Secondly, Nightmare 3 disappoints because of Wes Craven's involvement. Sure, he only shares co-writer credit with three other dudes, but nonetheless, his involvement raises a fan's hopes and contributes to the impression that an uncritical viewer may take away that they have just watched a film that was somehow worth watching. In the same way that Dream Warriors marks a shift from a movie about the uncontrollability and potential danger of dreams to a movie about Freddy Krueger, it also marks a shift in Craven's career, from movies about scary things to movies about Wes Craven movies. Which, well, sucks.
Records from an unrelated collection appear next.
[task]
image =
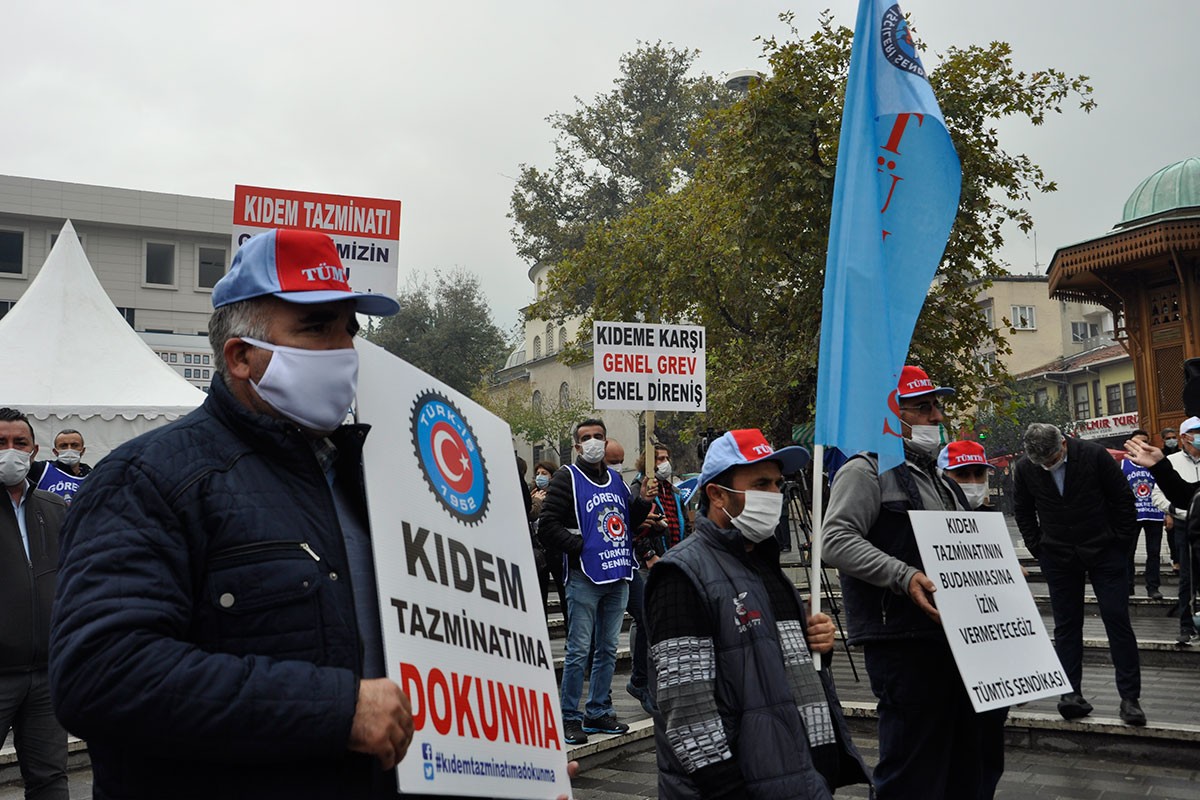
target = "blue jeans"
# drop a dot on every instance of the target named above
(600, 608)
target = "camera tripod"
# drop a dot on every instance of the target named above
(798, 500)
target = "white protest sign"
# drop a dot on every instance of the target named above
(988, 612)
(465, 635)
(365, 229)
(641, 367)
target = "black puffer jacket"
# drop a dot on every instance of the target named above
(204, 641)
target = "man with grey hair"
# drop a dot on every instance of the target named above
(1077, 515)
(216, 627)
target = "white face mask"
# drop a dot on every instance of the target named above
(760, 516)
(593, 451)
(13, 467)
(976, 493)
(925, 438)
(311, 388)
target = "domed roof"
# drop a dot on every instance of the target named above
(1176, 186)
(516, 359)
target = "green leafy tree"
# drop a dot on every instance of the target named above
(612, 154)
(444, 328)
(741, 248)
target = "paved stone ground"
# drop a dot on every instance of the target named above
(1029, 775)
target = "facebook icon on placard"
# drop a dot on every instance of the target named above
(427, 756)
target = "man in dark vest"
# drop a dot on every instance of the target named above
(933, 745)
(588, 516)
(1078, 517)
(29, 563)
(742, 711)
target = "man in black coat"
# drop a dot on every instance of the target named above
(1078, 518)
(29, 563)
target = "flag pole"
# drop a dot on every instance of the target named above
(815, 543)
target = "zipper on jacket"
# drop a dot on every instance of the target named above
(256, 548)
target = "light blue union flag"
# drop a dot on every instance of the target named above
(894, 199)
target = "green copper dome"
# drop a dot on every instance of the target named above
(1171, 187)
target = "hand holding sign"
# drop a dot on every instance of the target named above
(921, 591)
(383, 722)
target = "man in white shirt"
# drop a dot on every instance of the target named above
(1187, 463)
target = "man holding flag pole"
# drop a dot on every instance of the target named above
(895, 196)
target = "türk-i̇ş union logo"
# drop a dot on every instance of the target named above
(612, 525)
(450, 458)
(895, 38)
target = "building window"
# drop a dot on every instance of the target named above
(1084, 331)
(12, 252)
(1129, 391)
(1024, 318)
(1113, 398)
(160, 264)
(210, 266)
(1083, 402)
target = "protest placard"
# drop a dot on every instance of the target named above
(365, 229)
(465, 635)
(641, 367)
(1000, 644)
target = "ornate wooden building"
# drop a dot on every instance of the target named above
(1146, 271)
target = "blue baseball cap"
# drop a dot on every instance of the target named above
(298, 266)
(748, 446)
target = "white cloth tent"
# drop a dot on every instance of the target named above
(70, 360)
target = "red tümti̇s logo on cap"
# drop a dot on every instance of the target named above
(309, 263)
(751, 444)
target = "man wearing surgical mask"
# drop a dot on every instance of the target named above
(741, 710)
(966, 464)
(931, 743)
(588, 515)
(216, 626)
(29, 554)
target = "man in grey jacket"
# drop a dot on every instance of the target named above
(933, 744)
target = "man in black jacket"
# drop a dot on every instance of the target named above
(216, 631)
(29, 560)
(588, 515)
(1078, 518)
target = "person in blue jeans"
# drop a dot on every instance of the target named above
(587, 517)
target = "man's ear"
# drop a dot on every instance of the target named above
(237, 354)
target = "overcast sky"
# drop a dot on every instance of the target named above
(437, 103)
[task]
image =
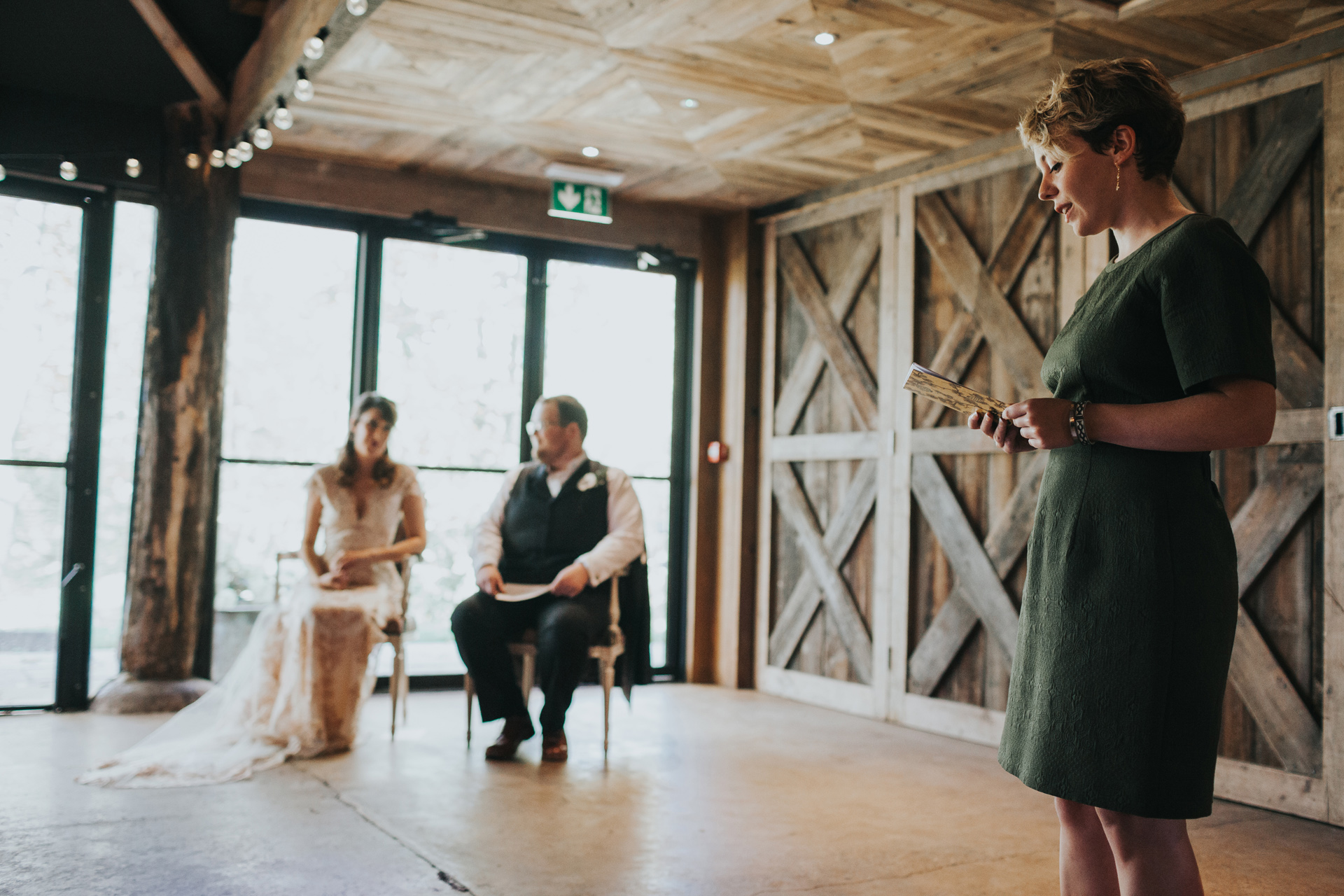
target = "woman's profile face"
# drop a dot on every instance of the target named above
(370, 434)
(1081, 186)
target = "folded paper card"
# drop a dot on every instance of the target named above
(512, 592)
(921, 381)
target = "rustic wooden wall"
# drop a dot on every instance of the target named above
(1287, 601)
(1000, 216)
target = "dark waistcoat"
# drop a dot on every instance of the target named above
(543, 533)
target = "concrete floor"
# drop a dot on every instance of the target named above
(708, 792)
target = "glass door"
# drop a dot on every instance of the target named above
(66, 456)
(286, 402)
(39, 279)
(610, 343)
(451, 355)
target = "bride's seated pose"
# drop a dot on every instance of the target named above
(298, 687)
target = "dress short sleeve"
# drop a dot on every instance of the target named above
(410, 486)
(1215, 302)
(316, 485)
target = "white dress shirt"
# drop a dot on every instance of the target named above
(624, 539)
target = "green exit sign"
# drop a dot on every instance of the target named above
(581, 202)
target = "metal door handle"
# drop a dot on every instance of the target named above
(70, 575)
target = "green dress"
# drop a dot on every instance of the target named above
(1129, 608)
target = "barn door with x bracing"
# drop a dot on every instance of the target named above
(828, 454)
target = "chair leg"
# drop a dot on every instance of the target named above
(608, 681)
(528, 676)
(470, 692)
(394, 685)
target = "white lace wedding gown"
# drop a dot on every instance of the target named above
(298, 687)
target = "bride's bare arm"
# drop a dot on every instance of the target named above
(413, 517)
(314, 522)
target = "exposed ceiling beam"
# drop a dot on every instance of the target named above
(1148, 7)
(279, 50)
(182, 55)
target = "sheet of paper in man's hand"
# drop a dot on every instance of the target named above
(522, 592)
(921, 381)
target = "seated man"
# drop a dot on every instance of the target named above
(561, 520)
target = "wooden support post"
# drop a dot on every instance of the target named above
(179, 426)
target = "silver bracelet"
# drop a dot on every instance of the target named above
(1077, 428)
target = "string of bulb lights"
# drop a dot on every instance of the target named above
(244, 149)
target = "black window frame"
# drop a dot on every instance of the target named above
(371, 230)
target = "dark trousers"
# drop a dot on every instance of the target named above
(566, 628)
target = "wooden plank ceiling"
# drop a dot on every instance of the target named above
(496, 89)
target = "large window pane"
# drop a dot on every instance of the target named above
(454, 505)
(39, 273)
(451, 352)
(33, 503)
(290, 326)
(610, 342)
(654, 500)
(261, 514)
(132, 257)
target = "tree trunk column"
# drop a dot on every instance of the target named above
(179, 426)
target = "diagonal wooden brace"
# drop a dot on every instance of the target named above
(854, 630)
(958, 618)
(841, 532)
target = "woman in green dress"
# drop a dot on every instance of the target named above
(1130, 601)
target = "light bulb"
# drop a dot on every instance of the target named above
(315, 46)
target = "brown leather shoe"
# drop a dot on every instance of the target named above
(554, 746)
(517, 729)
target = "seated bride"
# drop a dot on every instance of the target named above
(296, 690)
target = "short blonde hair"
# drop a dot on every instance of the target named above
(1096, 99)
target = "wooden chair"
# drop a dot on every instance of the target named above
(400, 682)
(524, 650)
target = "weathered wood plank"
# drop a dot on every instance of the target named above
(974, 571)
(839, 348)
(1270, 789)
(806, 368)
(1270, 697)
(1260, 527)
(1266, 517)
(844, 528)
(962, 339)
(854, 631)
(951, 440)
(181, 428)
(1332, 672)
(1294, 426)
(1270, 168)
(953, 624)
(831, 447)
(979, 293)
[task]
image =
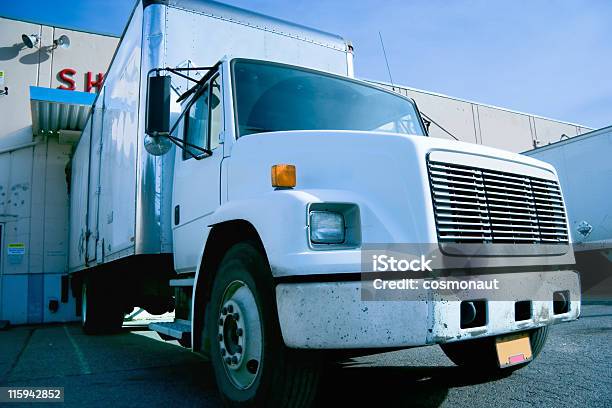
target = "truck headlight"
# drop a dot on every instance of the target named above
(326, 227)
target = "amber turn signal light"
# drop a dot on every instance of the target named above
(283, 176)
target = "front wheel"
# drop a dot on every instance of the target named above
(480, 354)
(251, 363)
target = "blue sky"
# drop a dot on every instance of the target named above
(551, 58)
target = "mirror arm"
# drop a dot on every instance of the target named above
(181, 144)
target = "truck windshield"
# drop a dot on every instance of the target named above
(272, 97)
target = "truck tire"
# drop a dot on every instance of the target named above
(480, 354)
(252, 366)
(100, 313)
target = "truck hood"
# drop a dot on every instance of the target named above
(384, 173)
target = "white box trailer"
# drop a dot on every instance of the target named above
(272, 182)
(585, 173)
(121, 204)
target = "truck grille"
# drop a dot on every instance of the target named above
(474, 205)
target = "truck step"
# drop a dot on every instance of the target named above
(178, 330)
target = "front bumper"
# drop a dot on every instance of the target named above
(332, 315)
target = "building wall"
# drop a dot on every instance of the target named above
(40, 66)
(488, 125)
(33, 189)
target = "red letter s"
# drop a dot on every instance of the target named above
(65, 75)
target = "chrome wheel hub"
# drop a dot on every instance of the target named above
(239, 334)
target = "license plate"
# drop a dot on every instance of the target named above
(513, 349)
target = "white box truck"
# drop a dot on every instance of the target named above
(585, 170)
(232, 170)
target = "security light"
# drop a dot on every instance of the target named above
(62, 42)
(31, 40)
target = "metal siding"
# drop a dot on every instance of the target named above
(585, 170)
(20, 65)
(548, 131)
(56, 208)
(455, 116)
(87, 52)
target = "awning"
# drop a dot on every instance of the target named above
(59, 110)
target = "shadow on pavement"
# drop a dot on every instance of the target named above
(424, 386)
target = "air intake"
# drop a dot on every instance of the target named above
(474, 205)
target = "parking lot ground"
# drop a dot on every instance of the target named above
(135, 368)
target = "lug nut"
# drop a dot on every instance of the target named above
(252, 366)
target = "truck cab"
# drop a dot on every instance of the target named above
(287, 181)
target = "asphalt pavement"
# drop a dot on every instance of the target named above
(135, 368)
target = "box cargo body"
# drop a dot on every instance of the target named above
(121, 199)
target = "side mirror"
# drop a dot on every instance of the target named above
(157, 115)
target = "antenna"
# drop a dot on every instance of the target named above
(438, 125)
(385, 54)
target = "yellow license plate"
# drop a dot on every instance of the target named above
(513, 349)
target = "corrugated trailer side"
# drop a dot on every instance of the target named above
(585, 172)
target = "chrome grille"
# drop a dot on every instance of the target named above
(475, 205)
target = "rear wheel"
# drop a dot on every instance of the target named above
(99, 312)
(480, 354)
(251, 363)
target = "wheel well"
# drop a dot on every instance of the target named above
(221, 238)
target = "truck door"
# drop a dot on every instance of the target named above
(197, 175)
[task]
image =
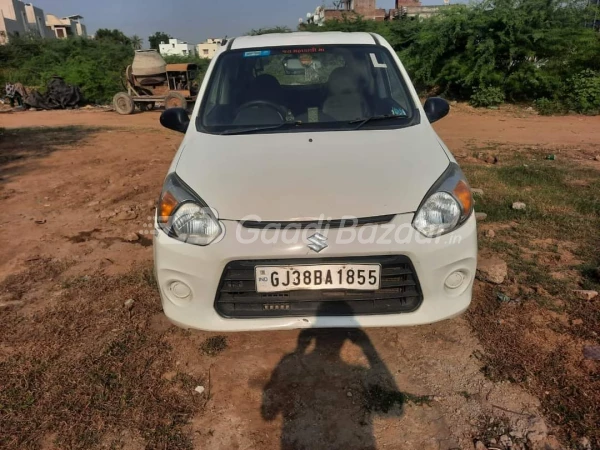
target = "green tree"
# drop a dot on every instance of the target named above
(136, 42)
(112, 35)
(35, 62)
(157, 38)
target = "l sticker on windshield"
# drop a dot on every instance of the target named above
(257, 53)
(376, 63)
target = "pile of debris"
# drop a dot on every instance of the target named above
(59, 95)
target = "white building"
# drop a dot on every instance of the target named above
(208, 48)
(175, 47)
(19, 19)
(67, 26)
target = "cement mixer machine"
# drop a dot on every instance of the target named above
(150, 81)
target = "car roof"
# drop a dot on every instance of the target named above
(302, 38)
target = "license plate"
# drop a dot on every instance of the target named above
(363, 277)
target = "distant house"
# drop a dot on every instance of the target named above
(175, 47)
(19, 19)
(368, 10)
(66, 27)
(208, 49)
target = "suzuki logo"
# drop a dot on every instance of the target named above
(318, 242)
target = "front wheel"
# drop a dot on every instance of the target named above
(123, 103)
(146, 106)
(175, 100)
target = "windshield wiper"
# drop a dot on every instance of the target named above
(365, 120)
(251, 130)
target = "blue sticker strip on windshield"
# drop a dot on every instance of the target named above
(257, 53)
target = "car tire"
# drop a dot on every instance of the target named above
(146, 106)
(123, 103)
(175, 100)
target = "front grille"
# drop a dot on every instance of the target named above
(319, 225)
(399, 293)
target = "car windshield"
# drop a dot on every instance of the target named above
(283, 89)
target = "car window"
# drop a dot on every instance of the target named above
(303, 70)
(285, 89)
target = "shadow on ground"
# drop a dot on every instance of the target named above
(326, 402)
(20, 148)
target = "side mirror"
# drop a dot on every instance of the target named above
(175, 119)
(436, 108)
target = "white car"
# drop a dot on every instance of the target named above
(310, 190)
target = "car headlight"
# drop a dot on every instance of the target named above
(182, 215)
(447, 205)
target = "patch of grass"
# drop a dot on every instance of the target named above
(536, 344)
(19, 147)
(86, 371)
(214, 345)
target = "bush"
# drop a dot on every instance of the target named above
(96, 66)
(547, 107)
(487, 96)
(583, 92)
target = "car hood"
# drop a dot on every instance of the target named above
(305, 176)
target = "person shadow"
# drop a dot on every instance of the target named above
(326, 402)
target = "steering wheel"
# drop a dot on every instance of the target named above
(274, 106)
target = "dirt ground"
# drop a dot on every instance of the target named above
(79, 369)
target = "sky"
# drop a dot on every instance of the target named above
(190, 20)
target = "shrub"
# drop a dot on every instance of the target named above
(583, 92)
(96, 66)
(547, 107)
(485, 96)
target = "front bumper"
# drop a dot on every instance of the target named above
(201, 268)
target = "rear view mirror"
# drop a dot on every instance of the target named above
(293, 66)
(175, 119)
(436, 108)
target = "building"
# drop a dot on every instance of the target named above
(367, 9)
(20, 19)
(66, 27)
(209, 48)
(175, 47)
It is difficult to view Last House on the Left and Scream 3 in the same week without wanting to kill yourself, or at least write about how sad what happened to Wes Craven is. Which is, well, never mind.
Honestly, the only thing this film leaves me with that approximates a burning, unanswered question is this: why in the world is Heather Langenkamp still here? Of all the mediocre performances in this film, she is the only one who stands out as being downright bad. And this is not only our star, but our returning star? This casting decision really underscores the fact that the filmmakers were on vacation when they shat this brick. Why look for a new actress? We got a perfectly good one right here. And by perfectly good I mean, you know. One. That's here. Like this movie.